Mi chiedevo dove Bob avesse preso il fiore, ma non me ne curai particolarmente. Sapevo che non importava quanto bello fosse, non sarebbe mai stato bello come Frank. Non importava quanto il fiore ci potesse provare, non avrebbe mai potuto compararsi. Non ai miei occhi, comunque.
Non stavo prestando attenzione quando Adam si avvicinò a me con il suo regalo.
“Mi dispiace, Gerard,” mormorò. “Non sapevo cosa darti.” Mi porse la matita come se gli stesse bruciando le dita. Gliela strappai dalle mani nervose e la esaminai. Era una normale matita, come mille altre che avevo sparpagliate nella mia camera. Invece di mostrare la mia delusione, cercai nella mia tasca una vecchia matita che avevo riposto lì la settimana precedente. Era la mia matita preferita, ma l'avevo temperata fino a ridurla ad un mozzicone di tre centimetri. Adesso era inutile, o così pensavo. Mostrai ad Adam il mozzicone della matita e provai a spiegargli che ne avevo bisogno di una nuova, perciò il suo regalo era perfetto. Per dimostrare ciò, misi la matita di Adam nella cartella della mia agendina da disegno. Ciò lo rincuorò immensamente, facendolo tornare al suo posto ancora col sorriso. Come rimisi l'agendina di nuovo dentro la tasca, feci in modo che nessuno vedesse le altre tre matite che avevo messo via.
Era il mio turno di dare il regalo ad Adam. Imbarazzato, gli porsi il cappello e lui lo prese, con sguardo sorpreso. L'unico rumore nella stanza veniva dall'accartocciarsi della carta, mentre Adam esaminava il cappello. Era come se non avesse nessuna fottuta idea di cosa fosse. Era una situazione davvero imbarazzante e mi sentivo come uno stupido. Tutti quanti stavano fissando me e il mio stupido regalo. Deglutii il groppo che avevo in gola e spostai gli occhi sul pavimento.
“Lascia che ti faccia vedere,” esclamò Ray alzandosi dal suo posto. Si mise davanti ad Adam e gli prese il cappello dalle mani. Ray gli mise il cappello con attenzione, modellando la carta d'alluminio in base alla sua testa, in modo che gli stesse meglio. “Ora non possono leggerti la mente,” lo informò, come se fosse un dato di fatto, lasciandomi sbalordito.
Adam guardò con aria infantile e stupefatta fra me e Ray. “Questo li fermerà?” chiese incredulo, come se non potesse credere alle sue orecchie.

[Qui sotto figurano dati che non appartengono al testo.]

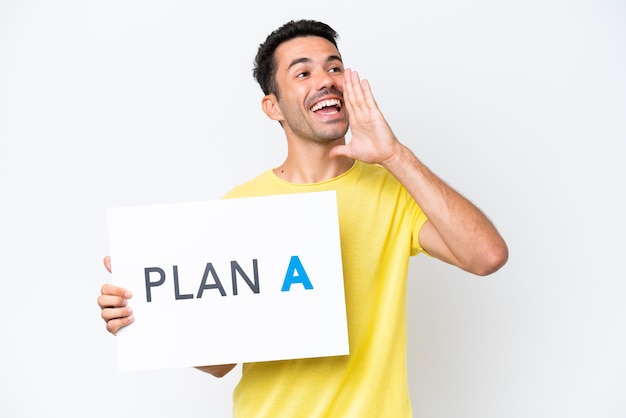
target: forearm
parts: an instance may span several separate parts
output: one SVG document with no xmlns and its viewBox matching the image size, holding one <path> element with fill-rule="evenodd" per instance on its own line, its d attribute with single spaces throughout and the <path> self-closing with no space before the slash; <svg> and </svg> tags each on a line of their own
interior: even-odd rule
<svg viewBox="0 0 626 418">
<path fill-rule="evenodd" d="M 220 364 L 216 366 L 197 366 L 196 369 L 212 374 L 215 377 L 224 377 L 235 368 L 237 364 Z"/>
<path fill-rule="evenodd" d="M 404 185 L 436 230 L 437 234 L 430 236 L 428 231 L 424 236 L 420 234 L 427 251 L 479 275 L 490 274 L 506 262 L 506 243 L 491 221 L 406 146 L 400 144 L 382 165 Z M 438 235 L 437 239 L 433 235 Z"/>
</svg>

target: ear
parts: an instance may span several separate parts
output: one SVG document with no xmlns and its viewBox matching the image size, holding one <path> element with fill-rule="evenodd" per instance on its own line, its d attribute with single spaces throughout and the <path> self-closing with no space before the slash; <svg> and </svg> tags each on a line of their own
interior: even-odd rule
<svg viewBox="0 0 626 418">
<path fill-rule="evenodd" d="M 278 105 L 278 100 L 273 93 L 263 97 L 261 100 L 261 108 L 267 117 L 272 120 L 280 122 L 284 119 L 283 112 L 280 110 L 280 106 Z"/>
</svg>

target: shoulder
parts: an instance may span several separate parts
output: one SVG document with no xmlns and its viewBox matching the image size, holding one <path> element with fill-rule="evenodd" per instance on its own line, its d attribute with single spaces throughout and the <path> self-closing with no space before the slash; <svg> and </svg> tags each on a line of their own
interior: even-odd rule
<svg viewBox="0 0 626 418">
<path fill-rule="evenodd" d="M 238 186 L 235 186 L 224 196 L 222 196 L 222 198 L 232 199 L 237 197 L 252 197 L 271 194 L 273 184 L 274 181 L 272 170 L 266 170 L 258 176 L 254 177 L 253 179 L 248 180 L 247 182 L 242 183 Z"/>
</svg>

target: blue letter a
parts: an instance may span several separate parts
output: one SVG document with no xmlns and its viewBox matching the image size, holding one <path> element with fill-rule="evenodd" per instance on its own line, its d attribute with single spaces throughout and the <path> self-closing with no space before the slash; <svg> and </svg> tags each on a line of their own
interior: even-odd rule
<svg viewBox="0 0 626 418">
<path fill-rule="evenodd" d="M 283 288 L 280 289 L 280 291 L 289 292 L 292 283 L 302 283 L 305 289 L 313 289 L 309 276 L 307 276 L 306 271 L 304 271 L 304 267 L 302 267 L 302 263 L 297 255 L 292 255 L 291 260 L 289 260 L 289 267 L 287 267 Z"/>
</svg>

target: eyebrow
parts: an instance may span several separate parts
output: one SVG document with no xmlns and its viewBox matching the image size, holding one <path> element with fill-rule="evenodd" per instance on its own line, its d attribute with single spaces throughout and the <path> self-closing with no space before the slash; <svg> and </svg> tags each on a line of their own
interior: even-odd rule
<svg viewBox="0 0 626 418">
<path fill-rule="evenodd" d="M 291 63 L 289 63 L 289 66 L 287 67 L 287 70 L 289 70 L 294 65 L 297 65 L 297 64 L 308 64 L 308 63 L 310 63 L 312 61 L 313 60 L 311 60 L 311 58 L 307 58 L 307 57 L 296 58 L 295 60 L 291 61 Z M 339 62 L 343 63 L 343 60 L 341 59 L 341 57 L 339 55 L 330 55 L 328 58 L 326 58 L 326 63 L 329 63 L 329 62 L 332 62 L 332 61 L 339 61 Z"/>
</svg>

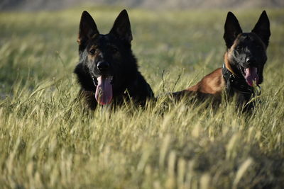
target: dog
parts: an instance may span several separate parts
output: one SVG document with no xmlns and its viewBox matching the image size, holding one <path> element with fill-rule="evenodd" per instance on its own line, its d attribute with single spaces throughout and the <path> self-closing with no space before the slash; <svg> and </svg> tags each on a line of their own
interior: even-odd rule
<svg viewBox="0 0 284 189">
<path fill-rule="evenodd" d="M 270 23 L 265 11 L 250 33 L 243 33 L 236 16 L 229 12 L 224 25 L 226 50 L 223 67 L 196 85 L 173 93 L 173 97 L 179 99 L 184 96 L 196 96 L 202 101 L 213 98 L 214 102 L 219 103 L 224 91 L 227 97 L 235 96 L 238 105 L 247 104 L 257 95 L 253 86 L 259 86 L 263 81 L 270 36 Z"/>
<path fill-rule="evenodd" d="M 80 95 L 94 110 L 98 104 L 121 105 L 125 100 L 144 105 L 153 98 L 132 53 L 130 21 L 123 10 L 110 32 L 99 34 L 92 17 L 83 11 L 79 27 L 80 62 L 75 69 Z"/>
</svg>

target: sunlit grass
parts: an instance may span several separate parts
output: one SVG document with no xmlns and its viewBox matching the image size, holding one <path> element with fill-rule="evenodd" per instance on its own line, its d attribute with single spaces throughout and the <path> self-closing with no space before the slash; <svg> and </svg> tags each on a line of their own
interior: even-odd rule
<svg viewBox="0 0 284 189">
<path fill-rule="evenodd" d="M 106 33 L 122 8 L 85 8 L 0 13 L 1 187 L 284 185 L 283 10 L 267 10 L 272 35 L 261 103 L 244 115 L 234 103 L 213 110 L 165 105 L 163 97 L 222 66 L 224 10 L 130 10 L 133 52 L 160 98 L 145 110 L 88 112 L 72 74 L 80 14 L 89 11 Z M 261 11 L 234 13 L 249 31 Z"/>
</svg>

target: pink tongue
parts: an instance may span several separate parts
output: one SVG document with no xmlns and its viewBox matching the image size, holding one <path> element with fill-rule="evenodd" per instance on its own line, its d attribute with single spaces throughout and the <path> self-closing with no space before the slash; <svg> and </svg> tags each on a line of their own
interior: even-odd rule
<svg viewBox="0 0 284 189">
<path fill-rule="evenodd" d="M 96 100 L 101 105 L 110 103 L 112 98 L 111 79 L 110 76 L 99 76 L 96 90 Z"/>
<path fill-rule="evenodd" d="M 257 68 L 249 67 L 246 69 L 246 83 L 251 86 L 253 86 L 253 81 L 256 84 L 258 84 L 258 75 L 257 74 Z"/>
</svg>

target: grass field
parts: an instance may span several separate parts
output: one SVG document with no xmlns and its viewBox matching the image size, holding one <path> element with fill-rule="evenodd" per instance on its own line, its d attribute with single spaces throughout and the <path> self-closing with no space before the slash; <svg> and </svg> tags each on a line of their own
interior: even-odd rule
<svg viewBox="0 0 284 189">
<path fill-rule="evenodd" d="M 102 33 L 121 9 L 87 8 Z M 250 115 L 234 103 L 165 110 L 163 98 L 144 110 L 86 113 L 72 74 L 83 10 L 0 13 L 1 188 L 283 188 L 284 10 L 266 10 L 268 60 Z M 129 10 L 156 96 L 222 66 L 227 11 Z M 261 11 L 234 12 L 250 31 Z"/>
</svg>

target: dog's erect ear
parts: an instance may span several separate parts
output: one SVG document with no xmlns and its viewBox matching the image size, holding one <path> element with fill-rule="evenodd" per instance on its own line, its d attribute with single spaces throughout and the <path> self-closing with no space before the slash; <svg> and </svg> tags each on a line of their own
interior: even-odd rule
<svg viewBox="0 0 284 189">
<path fill-rule="evenodd" d="M 117 16 L 114 21 L 114 26 L 110 31 L 116 37 L 131 42 L 132 40 L 132 33 L 130 27 L 130 21 L 126 10 L 123 10 Z"/>
<path fill-rule="evenodd" d="M 231 12 L 228 12 L 225 22 L 225 33 L 224 33 L 224 39 L 226 42 L 226 45 L 230 48 L 233 45 L 236 36 L 243 33 L 238 19 Z"/>
<path fill-rule="evenodd" d="M 251 32 L 258 35 L 266 46 L 268 46 L 269 37 L 271 36 L 269 19 L 266 11 L 263 11 L 259 17 L 254 28 Z"/>
<path fill-rule="evenodd" d="M 84 11 L 82 13 L 79 25 L 79 35 L 77 40 L 79 45 L 82 45 L 84 42 L 92 38 L 94 35 L 99 33 L 93 18 L 87 11 Z"/>
</svg>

Feci spallucce e annuii. Mi sorrise radiosamente, come se gli avessi appena dato un milione di dollari. Mi ci volle mezzo secondo per tornare al mio posto e portarmi fuori da sotto i riflettori. Che esperienza traumatica. Grazie a Dio sarebbe passato un anno prima di rifare una cosa del genere.
Odiavo il Natale.
Il mio comportamento in quella seduta doveva aver compensato dal mio comportamento a pranzo, perché dopo che mi sedetti, la mano guantata di Frank si appoggiò sulla mia coscia. Lasciò che la mano si soffermasse per un breve secondo; lungo abbastanza per farmi realizzare che era un gesto intenzionale. Poi, veloce come aveva avuto contatto con la mia gamba, la sua mano scomparì di nuovo nel suo mondo personale. Mi girai per guardare Frank, ma lui evitò il mio sguardo e invece cominciò a fissare il suo fiore blu.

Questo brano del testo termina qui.